Ich will dich nicht verlassen noch versäumen.

Hebräer 13,5

Die Erste-Hilfe-Station in Choshuenco war ziemlich primitiv, ohne Diagnosegeräte und nur mit wenigen Medikamenten ausgestattet. Bill war froh, immerhin einen Vorrat an Verbandszeug zu finden, und schiente fachmännisch beide Beine. Ich habe wohl nicht viel gesprochen, da ich zwischen dieser Welt und der jenseitigen, die ich verlassen hatte, hin- und hertrieb. Noch immer war ich völlig versunken in meine Visionen, in die Intensität und leidenschaftliche Liebe, die ich gerade in Gottes Reich miterlebt hatte.

Im Versuch, das Geschehen einzuordnen und einen Sinn darin zu entdecken, traf ich eine klare Entscheidung: Ich würde mich weder in Chile noch in einer der großen amerikanischen Städte behandeln lassen, die auf unserem Rückweg nach Wyoming lagen.
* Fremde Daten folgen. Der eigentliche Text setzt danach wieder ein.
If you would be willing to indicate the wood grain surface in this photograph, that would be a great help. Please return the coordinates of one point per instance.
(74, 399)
Jackson Hole verfügte über ein ausgezeichnetes Krankenhaus und Ärzte, denen ich vertraute. Vor allem aber war mir klar, dass ich bei meinen Kindern sein musste.

Bill und Tom luden mich auf die Rückbank des Pick-ups, und damit begann unsere Heimreise.

Wir fuhren nach Coique, wo es einen kleinen Flughafen gab. Da er geschlossen war, fuhren wir weiter nach Valdivia, eine belebte Stadt mit 100 000 Einwohnern. Als wir uns dem Eingang des Flughafens näherten und das verriegelte Tor sahen, war Bill derart betrübt, dass ihm Tränen über die Wangen liefen. Erst am nächsten Morgen würde der Flugbetrieb wieder aufgenommen.

Wir kehrten zurück in die Stadt und entdeckten ein kleines Hotel, in dem noch Zimmer frei waren. Tom verabschiedete sich, und Bill trug mich die Treppe hinauf. Es folgte eine lange, unruhige Nacht des Wartens. Bei Anbruch der Morgendämmerung brachte uns ein Taxi zum Flughafen, wo Bill ein kleines Flugzeug mit Ziel Santiago ausfindig machte. Er buchte zwei Plätze und hob mich sanft in die Maschine. Bill war heldenhaft. Er kümmerte sich um die Tickets, das Gepäck – und um mich in meinem äußerst geschwächten Zustand.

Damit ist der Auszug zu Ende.